State v. Montgomery

Citation254 Conn. 694,759 A.2d 995
Parties(Conn. 2000) STATE OF CONNECTICUT V. TYRONE MONTGOMERY SC 15880
Decision Date17 October 2000
CourtSupreme Court of Connecticut

Kent Drager, senior assistant public defender, for the appellant (defendant).

Judith Rossi, executive assistant state's attorney, with whom, on the brief, were James E. Thomas, state's attorney, and Dennis O'Connor, senior assistant state's attorney, for the appellee (state).

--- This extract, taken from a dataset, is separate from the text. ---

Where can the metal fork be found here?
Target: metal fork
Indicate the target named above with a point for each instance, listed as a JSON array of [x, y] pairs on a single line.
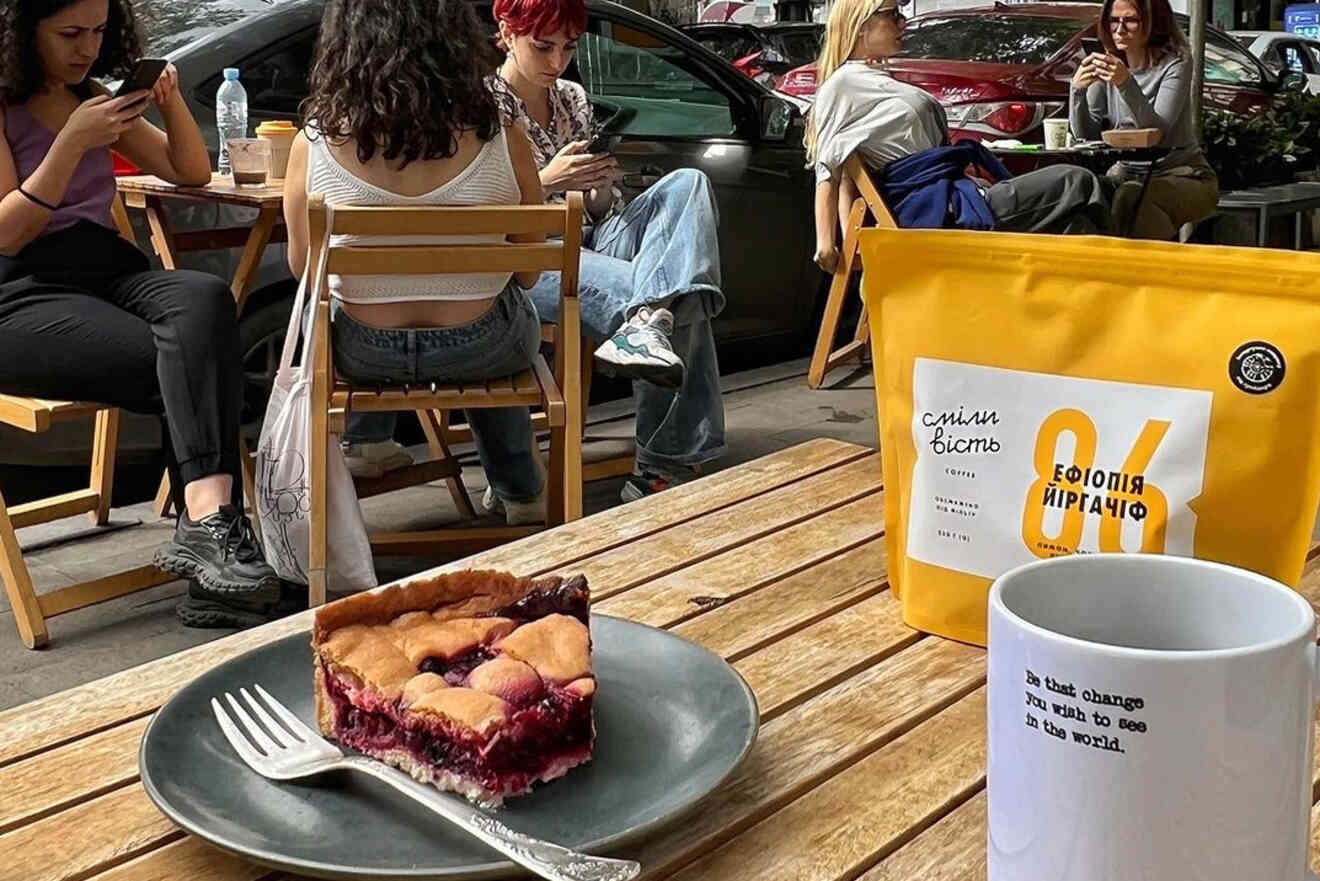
[[293, 750]]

Borden, Norcott, Katz, Palmer and Sullivan, Js.

Palmer, J.

OPINION

The defendant, Tyrone Montgomery, was charged with murder in violation of General Statutes §§ 53a-54a (a),1 felony murder in violation of General Statutes §§ 53a-54c2 and attempted murder in violation of General Statutes §§§§ 53a-54a (a) and 53a-49 (a) (2).3 The defendant also was charged under General Statutes §§ 53- 202k4 with using a firearm during the commission of a class A, B or C felony. A jury found the defendant guilty of murder and felony murder.5 The trial court rendered judgment in accordance with the jury verdict and sentenced the defendant to a prison term of sixty years.6 The court also determined, from the evidence presented at trial, that the defendant had used a firearm during the commission of the murder in violation of §§ 53-202k. Accordingly, the trial court, pursuant to §§ 53-202k, imposed a five year sentence to run consecutively to the defendant's sixty year sentence, for a total effective term of imprisonment of sixty-five years. On appeal,7 the defendant claims that the trial court improperly: (1) denied his motion to suppress certain handwritten notes that were seized from his car; (2) permitted the state to introduce evidence regarding his termination of a police interview prior to his arrest but after he had been advised of his Miranda8 rights; (3) permitted the state to introduce into evidence the testimony of a mental health worker regarding a statement that the defendant had made, which, he claims, was protected by the psychiatrist- patient privilege; (4) quashed a subpoena duces tecum issued by the defendant without conducting an in camera inspection of the materials sought thereunder; (5) instructed the jury on reasonable doubt; (6) concluded that the evidence was sufficient to support his conviction for felony murder; and (7) failed to instruct the jury regarding the elements of §§ 53-202k. We reject these claims and, accordingly, affirm the judgment of the trial court.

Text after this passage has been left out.